In TruffleRuby it's also basically not possible to implement this behavior, because at a splat call site where we check for a last Hash argument marked as ruby2_keywords, we have no idea of which method will be called yet, and so cannot differentiate behavior based on that.

cc @jeremyevans0 (Jeremy Evans) @mame (Yusuke Endoh)

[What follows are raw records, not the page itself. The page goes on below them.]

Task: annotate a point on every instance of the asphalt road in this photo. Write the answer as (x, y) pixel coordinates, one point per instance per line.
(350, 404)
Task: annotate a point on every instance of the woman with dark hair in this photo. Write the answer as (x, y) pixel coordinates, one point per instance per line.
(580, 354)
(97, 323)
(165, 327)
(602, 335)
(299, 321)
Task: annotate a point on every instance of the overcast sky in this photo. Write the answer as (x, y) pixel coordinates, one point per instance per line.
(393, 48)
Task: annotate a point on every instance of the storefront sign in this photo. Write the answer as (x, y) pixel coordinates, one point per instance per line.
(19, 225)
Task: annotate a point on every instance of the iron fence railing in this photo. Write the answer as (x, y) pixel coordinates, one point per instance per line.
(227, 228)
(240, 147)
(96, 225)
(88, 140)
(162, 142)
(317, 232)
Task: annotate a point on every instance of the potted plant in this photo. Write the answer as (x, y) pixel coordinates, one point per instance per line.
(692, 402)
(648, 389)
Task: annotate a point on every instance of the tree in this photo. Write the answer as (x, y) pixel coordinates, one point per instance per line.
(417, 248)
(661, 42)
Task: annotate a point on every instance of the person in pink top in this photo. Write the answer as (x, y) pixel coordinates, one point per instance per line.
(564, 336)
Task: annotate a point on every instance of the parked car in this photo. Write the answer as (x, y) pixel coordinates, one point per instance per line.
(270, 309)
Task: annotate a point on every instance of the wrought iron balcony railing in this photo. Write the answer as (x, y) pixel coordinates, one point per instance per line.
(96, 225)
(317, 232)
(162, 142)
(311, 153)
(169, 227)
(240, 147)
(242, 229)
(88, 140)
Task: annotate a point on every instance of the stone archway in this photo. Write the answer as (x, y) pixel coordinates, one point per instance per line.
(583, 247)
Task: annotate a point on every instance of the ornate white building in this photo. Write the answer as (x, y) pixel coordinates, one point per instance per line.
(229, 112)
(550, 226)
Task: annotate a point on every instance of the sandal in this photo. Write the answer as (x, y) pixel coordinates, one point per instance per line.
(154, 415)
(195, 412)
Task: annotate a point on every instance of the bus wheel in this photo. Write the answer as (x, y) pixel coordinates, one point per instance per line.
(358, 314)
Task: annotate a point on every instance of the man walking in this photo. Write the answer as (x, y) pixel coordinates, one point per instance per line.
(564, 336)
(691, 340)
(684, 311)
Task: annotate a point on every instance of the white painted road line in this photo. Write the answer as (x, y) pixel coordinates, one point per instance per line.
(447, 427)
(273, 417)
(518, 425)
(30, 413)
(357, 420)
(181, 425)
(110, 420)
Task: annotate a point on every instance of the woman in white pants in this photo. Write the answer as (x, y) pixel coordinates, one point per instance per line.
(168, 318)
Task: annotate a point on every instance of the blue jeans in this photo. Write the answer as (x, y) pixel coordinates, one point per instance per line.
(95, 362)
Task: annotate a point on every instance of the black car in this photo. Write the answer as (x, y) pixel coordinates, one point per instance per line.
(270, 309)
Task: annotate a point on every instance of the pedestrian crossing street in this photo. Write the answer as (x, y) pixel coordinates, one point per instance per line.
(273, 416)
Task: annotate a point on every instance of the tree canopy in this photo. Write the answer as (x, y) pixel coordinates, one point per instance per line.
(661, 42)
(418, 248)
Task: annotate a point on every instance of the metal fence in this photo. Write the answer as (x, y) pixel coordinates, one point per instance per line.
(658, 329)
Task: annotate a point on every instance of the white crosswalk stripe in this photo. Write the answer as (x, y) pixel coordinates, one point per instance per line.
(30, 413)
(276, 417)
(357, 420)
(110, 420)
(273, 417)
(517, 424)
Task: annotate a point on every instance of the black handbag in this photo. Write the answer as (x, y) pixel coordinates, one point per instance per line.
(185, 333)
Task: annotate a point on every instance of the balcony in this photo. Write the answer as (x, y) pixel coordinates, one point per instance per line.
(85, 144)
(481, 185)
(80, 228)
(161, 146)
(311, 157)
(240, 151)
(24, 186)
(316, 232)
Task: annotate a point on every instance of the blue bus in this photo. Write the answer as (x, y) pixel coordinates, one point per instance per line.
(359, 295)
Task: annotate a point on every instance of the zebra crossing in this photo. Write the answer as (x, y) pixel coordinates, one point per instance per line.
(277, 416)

Related issues 1 (0 open1 closed)

Related to Ruby master - Bug #16466: `*args -> *args` delegation should be warned when the last hash has a `ruby2_keywords` flagClosedjeremyevans0 (Jeremy Evans)Actions
Actions #1

Updated by Eregon (Benoit Daloze) 7 months ago

  • Related to Bug #16466: `*args -> *args` delegation should be warned when the last hash has a `ruby2_keywords` flag added
Actions #2

Updated by Eregon (Benoit Daloze) 7 months ago

  • Description updated (diff)
Actions #3

Updated by Eregon (Benoit Daloze) 7 months ago

  • Description updated (diff)

Updated by jeremyevans0 (Jeremy Evans) 7 months ago

Based on @matz's comments (https://bugs.ruby-lang.org/issues/16466#note-3), I do not think this is a bug. Splatted arguments where the final argument is a flagged hash will have the hash converted to keywords if the method accepts keywords. If the method does not accept keywords, I don't think the behavior is specified.

I think this change is more consistent than the current code. I cannot think of a justification why single(*args) would return an unflagged copy, but splat(*args) would return the flagged hash. I think there are valid arguments for both returning flagged hash, with the argument that flagged hashes only affect methods that accept keywords, and other methods they are passed straight through. I also think this change returning an unflagged copy is justifiable, with the argument that foo(*args) where the final element of args is a flagged hash should always be treated as foo(*args[0...-1], **args[-1]), regardless of the definition of foo.

I recommend that we accept this change for 3.2. I'm not sure we should backport this to 3.0 or 3.1, since it could break existing code (unlikely, but possible).

In case this change is considered desirable (either as a bug fix or as a deliberate feature change), I have submitted a pull request for it: https://github.com/ruby/ruby/pull/5645 . The pull request does not require any additional allocations.

Updated by Eregon (Benoit Daloze) 7 months ago

Thank you for the PR, I think we should merge it.

Fixing this is important for multiple reasons:

  • Can cause issues when migrating to other forms of delegation
  • Makes the ruby2_keywords semantics confusing/inconsistent/more complex
  • May force other Ruby implementations to replicate this bug if not fixed

First of all, this can avoid bad surprises when switching from ruby2_keyword to (*args, **kwargs) or (...) (which makes sense e.g. when a gem no longer needs to support Ruby 2):
A simple example:

ruby2_keywords def foo(*args)
  bar(*args)
end

def bar(*args)
  baz(*args)
end

def baz(a:)
  a
end

p foo(a: 1) # => 1

This works on current master, but it should not, there is a missing ruby2_keywords on baz. The fact it does not fail may also confuse Ruby users (they might think the flag is kept across calls).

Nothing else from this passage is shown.